Configure custom health checks for DNS failover - Amazon API Gateway

Configure custom health checks for DNS failover

You can use Amazon Route 53 health checks to control DNS failover from an API Gateway API in a primary AWS Region to one in a secondary Region. This can help mitigate impacts in the event of a Regional issue. If you use a custom domain, you can perform failover without requiring clients to change API endpoints.

When you choose Evaluate Target Health for an alias record, those records fail only when the API Gateway service is unavailable in the Region. In some cases, your own API Gateway APIs can experience interruption before that time. To control DNS failover directly, configure custom Route 53 health checks for your API Gateway APIs. For this example, you use a CloudWatch alarm that helps operators control DNS failover. For more examples and other considerations when you configure failover, see Creating Disaster Recovery Mechanisms Using Route 53 and Performing Route 53 health checks on private resources in a VPC with AWS Lambda and CloudWatch.

Prerequisites

To complete this procedure, you must create and configure the following resources:

For more information on how to create Route 53 failover DNS records for the domain names, see Choose a routing policy in the Amazon Route 53 Developer Guide. For more information on how to monitor a CloudWatch alarm, see Monitoring a CloudWatch alarm in the Amazon Route 53 Developer Guide.

Step 1: Set up resources

In this example, you create the following resources to configure DNS failover for your domain name:

  • API Gateway APIs in two AWS Regions

  • API Gateway custom domain names with the same name in two AWS Regions

  • API Gateway API mappings that connect your API Gateway APIs to the custom domain names

  • Route 53 failover DNS records for the domain names

  • A CloudWatch alarm in the secondary Region

  • A Route 53 health check based on the CloudWatch alarm in the secondary Region

First, make sure that you have all of the required resources in the primary and secondary Regions. The secondary Region should contain the alarm and health check. This way, you don't depend on the primary Region to perform failover. For example AWS CloudFormation templates that create these resources, see primary.yaml and secondary.yaml.

Important

Before failover to the secondary Region, make sure that all required resources are available. Otherwise, your API won't be ready for traffic in the secondary Region.

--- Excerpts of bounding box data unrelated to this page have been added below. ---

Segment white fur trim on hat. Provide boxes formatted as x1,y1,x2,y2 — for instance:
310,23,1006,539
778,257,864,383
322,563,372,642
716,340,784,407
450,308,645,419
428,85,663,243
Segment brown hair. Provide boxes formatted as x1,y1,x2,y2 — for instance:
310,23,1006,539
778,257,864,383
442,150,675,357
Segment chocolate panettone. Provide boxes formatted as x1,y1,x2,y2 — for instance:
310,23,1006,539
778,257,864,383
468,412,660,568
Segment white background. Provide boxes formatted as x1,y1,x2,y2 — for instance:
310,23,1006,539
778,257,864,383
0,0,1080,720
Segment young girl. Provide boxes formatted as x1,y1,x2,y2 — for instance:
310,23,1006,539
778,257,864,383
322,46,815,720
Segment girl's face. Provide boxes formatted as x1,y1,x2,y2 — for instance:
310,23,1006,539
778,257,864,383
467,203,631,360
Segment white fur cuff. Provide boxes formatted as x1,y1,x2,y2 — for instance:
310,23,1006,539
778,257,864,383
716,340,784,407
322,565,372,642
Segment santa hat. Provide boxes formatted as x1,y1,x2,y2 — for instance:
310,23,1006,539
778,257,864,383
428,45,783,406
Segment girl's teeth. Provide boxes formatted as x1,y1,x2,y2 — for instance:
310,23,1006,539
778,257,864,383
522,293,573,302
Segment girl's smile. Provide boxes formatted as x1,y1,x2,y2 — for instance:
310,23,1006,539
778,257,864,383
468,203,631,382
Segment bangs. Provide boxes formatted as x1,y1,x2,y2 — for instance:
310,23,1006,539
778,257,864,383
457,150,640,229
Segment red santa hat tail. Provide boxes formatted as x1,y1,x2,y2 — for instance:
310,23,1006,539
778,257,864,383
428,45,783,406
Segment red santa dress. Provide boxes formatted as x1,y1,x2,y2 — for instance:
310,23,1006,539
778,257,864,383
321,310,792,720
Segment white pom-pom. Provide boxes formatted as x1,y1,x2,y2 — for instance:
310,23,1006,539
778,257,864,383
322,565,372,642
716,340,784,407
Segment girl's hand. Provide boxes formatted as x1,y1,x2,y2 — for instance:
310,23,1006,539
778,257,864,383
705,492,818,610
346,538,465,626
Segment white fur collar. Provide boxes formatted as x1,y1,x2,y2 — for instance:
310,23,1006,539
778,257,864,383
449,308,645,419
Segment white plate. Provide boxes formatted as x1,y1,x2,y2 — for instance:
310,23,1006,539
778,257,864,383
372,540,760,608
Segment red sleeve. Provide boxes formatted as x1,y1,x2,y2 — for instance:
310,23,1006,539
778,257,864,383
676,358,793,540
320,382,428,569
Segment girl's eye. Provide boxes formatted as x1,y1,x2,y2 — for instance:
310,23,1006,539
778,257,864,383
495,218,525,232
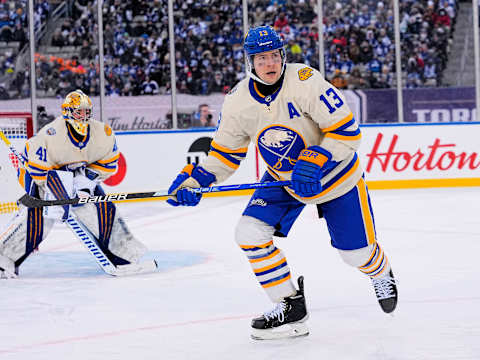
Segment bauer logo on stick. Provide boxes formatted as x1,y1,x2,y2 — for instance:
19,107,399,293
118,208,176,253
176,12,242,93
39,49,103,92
78,194,127,204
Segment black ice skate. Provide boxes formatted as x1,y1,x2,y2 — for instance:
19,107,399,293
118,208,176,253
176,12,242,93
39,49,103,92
251,276,308,340
372,270,398,314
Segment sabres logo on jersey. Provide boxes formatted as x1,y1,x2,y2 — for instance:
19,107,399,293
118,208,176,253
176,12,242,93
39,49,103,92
105,124,112,136
257,125,306,172
298,67,313,81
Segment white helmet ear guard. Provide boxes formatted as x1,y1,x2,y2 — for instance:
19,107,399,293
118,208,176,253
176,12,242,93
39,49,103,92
62,90,93,135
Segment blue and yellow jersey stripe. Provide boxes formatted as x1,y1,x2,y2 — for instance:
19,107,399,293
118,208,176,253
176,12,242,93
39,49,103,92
322,113,362,141
208,141,248,170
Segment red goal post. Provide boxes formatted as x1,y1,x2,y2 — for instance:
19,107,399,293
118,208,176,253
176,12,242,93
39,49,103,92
0,112,33,215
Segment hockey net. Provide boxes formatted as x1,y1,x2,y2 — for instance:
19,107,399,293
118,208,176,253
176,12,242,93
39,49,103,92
0,112,33,223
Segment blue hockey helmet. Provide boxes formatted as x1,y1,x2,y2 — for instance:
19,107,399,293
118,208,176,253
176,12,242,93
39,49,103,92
243,26,286,84
243,26,284,56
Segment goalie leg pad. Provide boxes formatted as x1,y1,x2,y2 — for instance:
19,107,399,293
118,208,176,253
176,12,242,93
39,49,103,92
235,216,296,302
72,203,147,265
0,207,55,267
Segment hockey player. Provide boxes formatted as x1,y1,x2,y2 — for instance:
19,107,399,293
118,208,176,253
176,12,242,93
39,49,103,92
0,90,153,278
169,26,397,339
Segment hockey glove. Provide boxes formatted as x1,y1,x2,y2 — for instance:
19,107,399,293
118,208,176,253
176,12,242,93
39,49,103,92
73,173,98,197
167,163,217,206
292,146,332,197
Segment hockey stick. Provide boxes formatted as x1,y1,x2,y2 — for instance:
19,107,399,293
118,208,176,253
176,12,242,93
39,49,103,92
0,129,157,276
18,181,291,207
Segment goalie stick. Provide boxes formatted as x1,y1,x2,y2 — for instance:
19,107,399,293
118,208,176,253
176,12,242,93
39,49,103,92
0,129,157,276
18,181,291,207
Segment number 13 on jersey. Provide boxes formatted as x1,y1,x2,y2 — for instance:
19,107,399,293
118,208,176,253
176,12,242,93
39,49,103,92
320,88,343,114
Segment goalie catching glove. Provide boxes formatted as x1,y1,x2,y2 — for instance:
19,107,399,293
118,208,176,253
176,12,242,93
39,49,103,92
167,163,217,206
292,146,332,197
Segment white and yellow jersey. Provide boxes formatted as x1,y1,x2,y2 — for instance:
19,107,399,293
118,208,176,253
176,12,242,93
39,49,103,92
201,64,362,203
19,117,119,186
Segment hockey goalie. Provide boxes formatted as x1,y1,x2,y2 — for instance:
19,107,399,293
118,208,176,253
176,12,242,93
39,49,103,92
0,90,156,278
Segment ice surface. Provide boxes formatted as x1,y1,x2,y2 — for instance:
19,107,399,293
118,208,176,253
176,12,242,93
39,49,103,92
0,188,480,360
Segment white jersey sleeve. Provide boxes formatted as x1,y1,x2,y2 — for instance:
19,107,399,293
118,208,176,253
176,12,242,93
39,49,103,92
299,68,361,162
201,88,250,183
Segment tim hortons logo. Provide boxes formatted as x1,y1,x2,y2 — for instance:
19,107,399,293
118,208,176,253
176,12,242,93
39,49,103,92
367,133,480,172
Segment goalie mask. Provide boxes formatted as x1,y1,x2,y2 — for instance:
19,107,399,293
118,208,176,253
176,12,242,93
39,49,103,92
62,90,92,135
243,26,286,85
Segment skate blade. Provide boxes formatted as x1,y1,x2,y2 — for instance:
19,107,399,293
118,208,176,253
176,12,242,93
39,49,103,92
250,322,309,340
111,260,157,276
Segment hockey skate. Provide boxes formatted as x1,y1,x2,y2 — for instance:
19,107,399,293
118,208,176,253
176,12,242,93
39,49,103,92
251,276,308,340
371,270,398,314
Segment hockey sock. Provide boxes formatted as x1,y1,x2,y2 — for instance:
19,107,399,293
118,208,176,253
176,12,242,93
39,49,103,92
358,243,390,278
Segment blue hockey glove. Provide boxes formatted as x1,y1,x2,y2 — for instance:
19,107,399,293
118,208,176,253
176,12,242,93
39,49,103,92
167,163,217,206
292,146,332,197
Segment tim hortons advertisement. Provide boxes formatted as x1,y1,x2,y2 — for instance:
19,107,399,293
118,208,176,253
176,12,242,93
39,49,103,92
360,124,480,188
100,124,480,192
355,87,476,123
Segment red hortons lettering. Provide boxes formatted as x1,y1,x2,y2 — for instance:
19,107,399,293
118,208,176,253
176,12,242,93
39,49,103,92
367,133,480,172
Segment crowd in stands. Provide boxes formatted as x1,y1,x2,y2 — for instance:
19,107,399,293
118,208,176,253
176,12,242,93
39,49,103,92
0,0,52,99
0,0,458,97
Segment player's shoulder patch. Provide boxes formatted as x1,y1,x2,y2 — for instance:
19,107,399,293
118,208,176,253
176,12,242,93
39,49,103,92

Step 2: Initiate failover to the secondary Region

In the following example, the standby Region receives a CloudWatch metric and initiates failover. We use a custom metric that requires operator intervention to initiate failover.

aws cloudwatch put-metric-data \ --metric-name Failover \ --namespace HealthCheck \ --unit Count \ --value 1 \ --region us-west-1

Replace the metric data with the corresponding data for the CloudWatch alarm you configured.

Step 3: Test the failover

Invoke your API and verify that you get a response from the secondary Region. If you used the example templates in step 1, the response changes from {"message": "Hello from the primary Region!"} to {"message": "Hello from the secondary Region!"} after failover.

curl https://my-api.example.com {"message": "Hello from the secondary Region!"}

Step 4: Return to the primary region

To return to the primary Region, send a CloudWatch metric that causes the health check to pass.

aws cloudwatch put-metric-data \ --metric-name Failover \ --namespace HealthCheck \ --unit Count \ --value 0 \ --region us-west-1

Replace the metric data with the corresponding data for the CloudWatch alarm you configured.

Invoke your API and verify that you get a response from the primary Region. If you used the example templates in step 1, the response changes from {"message": "Hello from the secondary Region!"} to {"message": "Hello from the primary Region!"}.

curl https://my-api.example.com {"message": "Hello from the primary Region!"}

Next steps: Customize and test regularly

This example demonstrates one way to configure DNS failover. You can use a variety of CloudWatch metrics or HTTP endpoints for the health checks that manage failover. Regularly test your failover mechanisms to make sure that they work as expected, and that operators are familiar with your failover procedures.